Superpowers: How I'm using coding agents in October 2025

HN title rewriting complaint

  • Several comments criticize HN’s automatic removal of “How” from titles, arguing it often distorts meaning.
  • In this case, people note the change reverses the intended relationship between “superpowers” and “coding agents,” making the title misleading.

Tone of the article: excitement vs. satire/voodoo

  • Many readers find the writeup fascinating but “reads like satire,” especially the “feelings journal” and therapy‑style agents.
  • Multiple commenters describe the approach as “voodoo” rather than engineering—lots of ritualistic prompt text, persuasion tricks, and emotional framing.
  • Others defend it as creative experimentation that uncovers genuinely new techniques.

“Skills” concept, prompts, and subagents

  • Core idea: external “skills” are markdown instructions the model can pull in as needed, often discovered by having the LLM read books or docs and extract reusable patterns.
  • Some see this as just structured context / few‑shot prompting with extra ceremony; others stress that skills don’t consume context until invoked and that “agents as tools” (subagents) are an important pattern for isolating noisy subtasks.
  • There’s confusion over how skills differ from tools, custom commands, or a single well‑crafted global prompt (e.g., CLAUDE.md); some think the system is over‑engineered.

Demand for benchmarks and concrete value

  • Repeated calls for A/B tests, metrics, and non‑trivial, end‑to‑end examples on real codebases.
  • Skeptics note that most posts are anecdotal “vibes,” with cherry‑picked success stories; they fear many layers of complexity are being added without evidence they outperform simpler prompting.
  • A few links to more rigorous or at least more concrete experiments are shared, but even those are critiqued for relying on self‑reported gains.

Experiences with coding agents: powerful but brittle

  • Some commenters report large productivity boosts, especially on repetitive or boilerplate tasks, debugging, tests, and web work—likening LLMs to a gas pedal or electric bike: faster, but you must steer and still get tired.
  • Others find agents create messy, duplicated, or context‑ignorant code, especially on larger or more idiosyncratic codebases; for them, fixing AI output is slower than writing code directly.
  • Many emphasize that effective use feels like managing an intern or junior team: you must specify work precisely, maintain design docs/specs, and review every line.

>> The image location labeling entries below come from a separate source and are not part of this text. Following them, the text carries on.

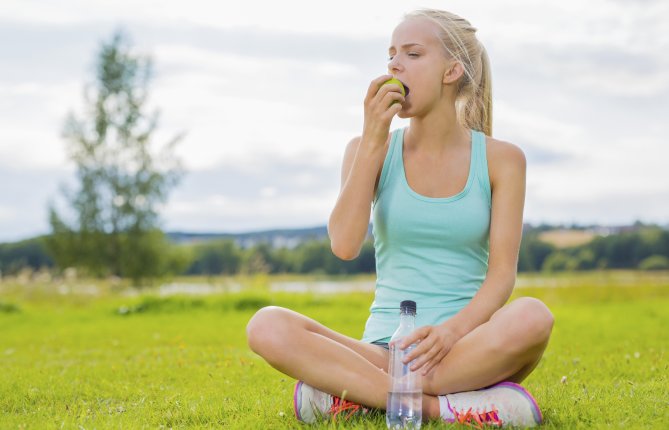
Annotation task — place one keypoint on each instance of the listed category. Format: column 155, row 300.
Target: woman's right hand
column 380, row 110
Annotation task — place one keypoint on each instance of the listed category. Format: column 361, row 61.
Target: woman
column 447, row 208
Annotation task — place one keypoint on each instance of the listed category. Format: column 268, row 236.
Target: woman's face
column 417, row 58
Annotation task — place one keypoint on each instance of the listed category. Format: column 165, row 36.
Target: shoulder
column 504, row 159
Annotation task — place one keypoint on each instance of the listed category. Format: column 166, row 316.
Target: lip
column 406, row 89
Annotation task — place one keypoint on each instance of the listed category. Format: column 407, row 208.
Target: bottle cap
column 408, row 307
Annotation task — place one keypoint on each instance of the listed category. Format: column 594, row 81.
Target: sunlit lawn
column 114, row 361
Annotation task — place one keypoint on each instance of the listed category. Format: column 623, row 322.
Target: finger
column 415, row 336
column 375, row 85
column 431, row 365
column 422, row 348
column 425, row 358
column 392, row 97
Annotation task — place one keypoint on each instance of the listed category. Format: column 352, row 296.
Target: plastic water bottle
column 404, row 408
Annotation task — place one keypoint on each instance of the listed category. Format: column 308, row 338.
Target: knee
column 531, row 323
column 263, row 329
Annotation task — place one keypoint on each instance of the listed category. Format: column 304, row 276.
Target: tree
column 114, row 225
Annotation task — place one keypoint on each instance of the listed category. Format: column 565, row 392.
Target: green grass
column 115, row 361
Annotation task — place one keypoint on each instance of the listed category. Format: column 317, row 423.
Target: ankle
column 431, row 408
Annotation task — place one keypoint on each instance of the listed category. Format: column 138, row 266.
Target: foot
column 312, row 405
column 502, row 404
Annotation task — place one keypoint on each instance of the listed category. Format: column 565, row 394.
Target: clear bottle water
column 404, row 407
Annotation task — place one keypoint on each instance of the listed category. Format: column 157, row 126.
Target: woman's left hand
column 433, row 343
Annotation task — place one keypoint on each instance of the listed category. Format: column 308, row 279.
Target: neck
column 437, row 131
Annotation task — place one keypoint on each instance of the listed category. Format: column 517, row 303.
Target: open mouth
column 406, row 89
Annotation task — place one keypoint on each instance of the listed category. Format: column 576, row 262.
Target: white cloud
column 580, row 86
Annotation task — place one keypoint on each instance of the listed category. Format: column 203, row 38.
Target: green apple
column 398, row 83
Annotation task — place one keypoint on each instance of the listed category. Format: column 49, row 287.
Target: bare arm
column 363, row 159
column 507, row 176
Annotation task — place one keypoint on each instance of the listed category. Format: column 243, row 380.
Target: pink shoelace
column 478, row 419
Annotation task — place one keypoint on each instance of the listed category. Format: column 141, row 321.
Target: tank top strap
column 479, row 147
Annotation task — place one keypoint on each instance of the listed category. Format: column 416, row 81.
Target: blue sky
column 269, row 93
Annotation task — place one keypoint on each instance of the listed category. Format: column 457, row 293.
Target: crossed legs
column 507, row 347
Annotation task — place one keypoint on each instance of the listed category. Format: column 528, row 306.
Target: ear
column 453, row 72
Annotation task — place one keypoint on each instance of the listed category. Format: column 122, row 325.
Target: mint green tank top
column 433, row 251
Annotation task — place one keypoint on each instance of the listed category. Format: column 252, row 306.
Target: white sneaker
column 502, row 404
column 311, row 405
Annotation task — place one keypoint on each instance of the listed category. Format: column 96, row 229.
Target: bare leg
column 507, row 347
column 307, row 350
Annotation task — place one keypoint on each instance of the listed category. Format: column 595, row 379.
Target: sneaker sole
column 536, row 412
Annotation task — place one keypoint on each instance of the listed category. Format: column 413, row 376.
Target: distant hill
column 277, row 238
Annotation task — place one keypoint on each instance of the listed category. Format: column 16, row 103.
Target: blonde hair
column 473, row 102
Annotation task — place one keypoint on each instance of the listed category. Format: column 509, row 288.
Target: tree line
column 108, row 225
column 645, row 247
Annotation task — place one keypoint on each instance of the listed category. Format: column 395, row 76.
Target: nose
column 394, row 65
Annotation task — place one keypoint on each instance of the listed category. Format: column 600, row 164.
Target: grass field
column 98, row 358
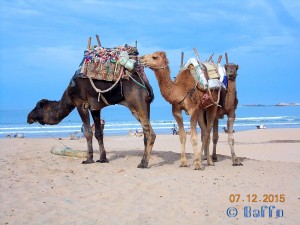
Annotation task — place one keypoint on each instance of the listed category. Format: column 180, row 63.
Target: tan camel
column 229, row 104
column 183, row 95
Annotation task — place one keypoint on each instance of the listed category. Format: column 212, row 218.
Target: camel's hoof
column 183, row 165
column 88, row 161
column 214, row 158
column 143, row 165
column 237, row 164
column 102, row 160
column 198, row 167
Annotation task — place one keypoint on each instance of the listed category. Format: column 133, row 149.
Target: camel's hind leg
column 215, row 139
column 182, row 135
column 96, row 114
column 211, row 113
column 235, row 161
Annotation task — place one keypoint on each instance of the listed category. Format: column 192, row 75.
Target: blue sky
column 42, row 42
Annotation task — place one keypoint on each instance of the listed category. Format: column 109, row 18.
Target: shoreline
column 38, row 187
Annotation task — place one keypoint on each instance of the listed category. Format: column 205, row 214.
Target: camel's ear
column 41, row 103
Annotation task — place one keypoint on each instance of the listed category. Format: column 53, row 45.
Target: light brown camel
column 183, row 95
column 228, row 102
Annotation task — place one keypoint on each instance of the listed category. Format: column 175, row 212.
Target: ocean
column 119, row 121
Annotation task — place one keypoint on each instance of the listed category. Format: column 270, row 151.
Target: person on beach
column 174, row 129
column 93, row 126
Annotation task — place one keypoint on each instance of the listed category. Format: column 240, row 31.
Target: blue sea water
column 119, row 121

Meta‑skill and complexity concerns

  • Some feel the “agentic coding” ecosystem (skills, subagents, journals, persuasion prompts) is racing ahead of mainstream developers, turning programming into managing opaque meta‑systems.
  • Several argue that a modest setup—a single, carefully written project prompt, short tasks, and tight human control—is enough, and that elaborate multi‑agent workflows may not justify their cognitive and token costs.